On a side note, ugh. I hate towels like those; we have some in my mother’s house. Why make towels that aren’t absorbent? Are the towels mocking us?
Jun 17, 2008 at 9:24 pm rating: 1
#37
Stephanie
I had a crazy roommate go nuts about decorative towels too. My boyfriend was taking a shower and used one of the “decorative towels” to dry himself off (since they were the only towels in the bathroom) and she went all crazy on him. She was a passive aggressive bitch.
Jun 29, 2008 at 12:30 pm rating: 0
#38
fluffy8u
Well the sign makes a loverly addition to the decorative towels.
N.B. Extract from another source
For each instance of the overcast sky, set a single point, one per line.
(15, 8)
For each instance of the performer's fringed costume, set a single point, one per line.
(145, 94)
Who is your interior designer?! I must have her number!
Mar 22, 2009 at 12:57 am rating: 0
#39
Michele in CA
Doesn’t putting a note on the towels preclude them from being an item of decoration?
Apr 12, 2009 at 9:10 pm rating: 0
#40
patricia
I hate people who write their “R’s” and it looks like “Vs”.
Aug 27, 2009 at 3:18 am rating: 0
#41
JetJackson
Are those custom printed post-it notes? If they are then this one hell of a pre-meditated pan.
Sep 20, 2009 at 9:37 pm rating: 0
#42
Renagade676
How decorative are they with a note attached? Unless Martha Stewart all of a sudden started using notes, I’d say they weren’t doing their job.
Oct 5, 2009 at 7:58 am rating: 0
#43
esther
damn those towels are UGLY!!! why the **** would u want those ugly ass pieces of shit to be “decorative” when they’re just eyesores? someone has very bad taste.. and what is the point in “decorative towels?”the point in towels are to dry yourself with, not SIT THERE AND GATHER DUST like a useless piece of shit. geez someone’s an anal bitch about their their ugly ass “decorative” towel.